Religion is notoriously difficult to define, despite yeoman efforts by scholars like Clifford Geertz. This should really surprise no one because, like so many of the basic building blocks of our thought, it shares ranges of existences where its meanings vary, especially when it tries to move from popular parlance into more specialized academic usage. Besides, it just is no single thing. Its variation and its play is part of what makes it interesting to study.

I like that idea, that its movement, its flexibility, its shifts, make it worth studying.

For decades now, the category has troubled me. I have not been a fan of Geertz' efforts, nor those of many other scholars. I have never been convinced by the idea that somehow religion was different from other areas of human endeavor and, as a result, required its own concepts such as belief, symbolism, ritual, magic, liturgy, conversion, supernatural, god, spirits, evil, demons, transcendent, and so on. Other than marking something as religious and, despite the hearty efforts of scholars to work those concepts, I have never been convinced they had much to offer that was exclusive to religion. Furthermore, it has always seemed to me that the ordinary tools of social science should be applied to religion, that scholars should not take it as a special kind of thing, just because it said it was.

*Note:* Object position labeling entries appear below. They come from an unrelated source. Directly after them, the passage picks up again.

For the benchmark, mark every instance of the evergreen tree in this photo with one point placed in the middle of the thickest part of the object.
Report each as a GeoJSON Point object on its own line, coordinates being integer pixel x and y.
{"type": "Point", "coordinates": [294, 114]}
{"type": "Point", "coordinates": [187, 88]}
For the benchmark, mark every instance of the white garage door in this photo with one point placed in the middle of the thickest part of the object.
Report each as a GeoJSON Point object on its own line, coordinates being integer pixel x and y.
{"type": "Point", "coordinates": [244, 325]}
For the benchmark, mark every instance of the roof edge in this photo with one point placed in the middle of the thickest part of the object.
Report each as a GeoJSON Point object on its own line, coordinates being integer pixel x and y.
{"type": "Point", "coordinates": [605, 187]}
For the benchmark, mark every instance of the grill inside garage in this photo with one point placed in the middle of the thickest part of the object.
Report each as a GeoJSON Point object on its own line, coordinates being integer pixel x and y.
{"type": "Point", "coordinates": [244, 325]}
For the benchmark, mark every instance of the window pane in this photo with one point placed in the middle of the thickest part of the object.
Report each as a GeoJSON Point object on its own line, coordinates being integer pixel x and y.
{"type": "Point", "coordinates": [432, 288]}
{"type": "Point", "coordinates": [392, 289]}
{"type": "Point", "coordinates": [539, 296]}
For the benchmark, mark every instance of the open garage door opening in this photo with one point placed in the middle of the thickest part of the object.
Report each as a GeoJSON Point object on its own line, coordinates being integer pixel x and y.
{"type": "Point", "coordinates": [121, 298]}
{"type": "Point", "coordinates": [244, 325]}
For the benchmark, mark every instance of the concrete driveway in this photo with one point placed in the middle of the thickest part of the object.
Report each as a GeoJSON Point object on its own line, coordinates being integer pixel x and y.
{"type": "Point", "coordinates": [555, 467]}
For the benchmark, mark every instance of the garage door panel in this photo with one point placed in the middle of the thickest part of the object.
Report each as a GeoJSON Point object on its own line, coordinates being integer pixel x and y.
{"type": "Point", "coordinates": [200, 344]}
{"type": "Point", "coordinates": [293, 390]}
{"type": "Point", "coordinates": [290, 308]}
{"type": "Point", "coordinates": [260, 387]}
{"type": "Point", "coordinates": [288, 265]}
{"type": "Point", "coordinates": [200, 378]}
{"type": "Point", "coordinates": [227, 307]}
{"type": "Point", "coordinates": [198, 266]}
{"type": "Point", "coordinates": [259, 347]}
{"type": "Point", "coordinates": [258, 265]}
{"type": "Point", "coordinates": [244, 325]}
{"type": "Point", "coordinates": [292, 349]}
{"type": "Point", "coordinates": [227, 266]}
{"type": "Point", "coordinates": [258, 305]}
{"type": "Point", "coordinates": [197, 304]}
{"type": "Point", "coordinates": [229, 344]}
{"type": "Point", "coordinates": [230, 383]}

Nevertheless, not all that is defined as religion sees itself as special and unique. That may well be particularly the case where religion originally developed as a term and took utility, the West. I have long been a proponent that the only meaningful use of the term was as a self-descriptor that arose historically in a particular time and place with which it is inherently connected. At the same time, I had to recognize the importance of the category for marketing one's studies and for finding a niche in the academy and society, although it really was not all that useful in anthropology for most of my career. But it was elsewhere.

However, that marketing thing has spread and makes religion a social category to be dealt with. I mean that it is a jurisprudential category that establishes a field of behavior as different. Religion has become a space excluded from ordinary private and public law, and ordinary social behavior. Not only is this the case in the United States where religion as an exception--and yes I do mean to refer to Agamben and Schmitt--is established in the First Amendment to the Constitution, it is also the case throughout the world.

The Universal Declaration of Human rights establishes religion as a protected difference, just as it removes it from the ordinary particularity we anthropologists often demand, especially following Boas. It is declared a universal and made a right.

This is further made the case in other UN documents, such as the International Covenant on Civil and Political Rights, the Declaration on the Elimination of All Forms of Intolerance and Discrimination Based on Religion or Belief, and the 1989 Vienna Concluding Document. It has, as a result, become the matter of politics among nations, the actions of multilateral agencies, and cases brought before international and national tribunals on the basis these documents provide.
Therefore, religion now has a substance, as an exclusion. The problem, for jurists, is determining what qualifies an aspect of human life or an institution to qualify for that exclusion. Here they wrestle. And in their wrestling and decisions they will define religion. And the result may not be what Churches and other religious bodies of many sorts expect and use for their own self definition and action. But these decision will impact them, like a form of procrustean bed, and over time force them to fit whatever the issues come to be to qualify as a religion and thus be part of a universal exclusion, a human right.

No matter how we academics define and work the category, although we can expect our work to be drawn into the legal conflicts where useful, it has taken a substance as an absence whose boundaries must be defined.

Oh well. It will be lots of fun to observe this process and study its details. There is work to be done. Damn you Agamben anyway.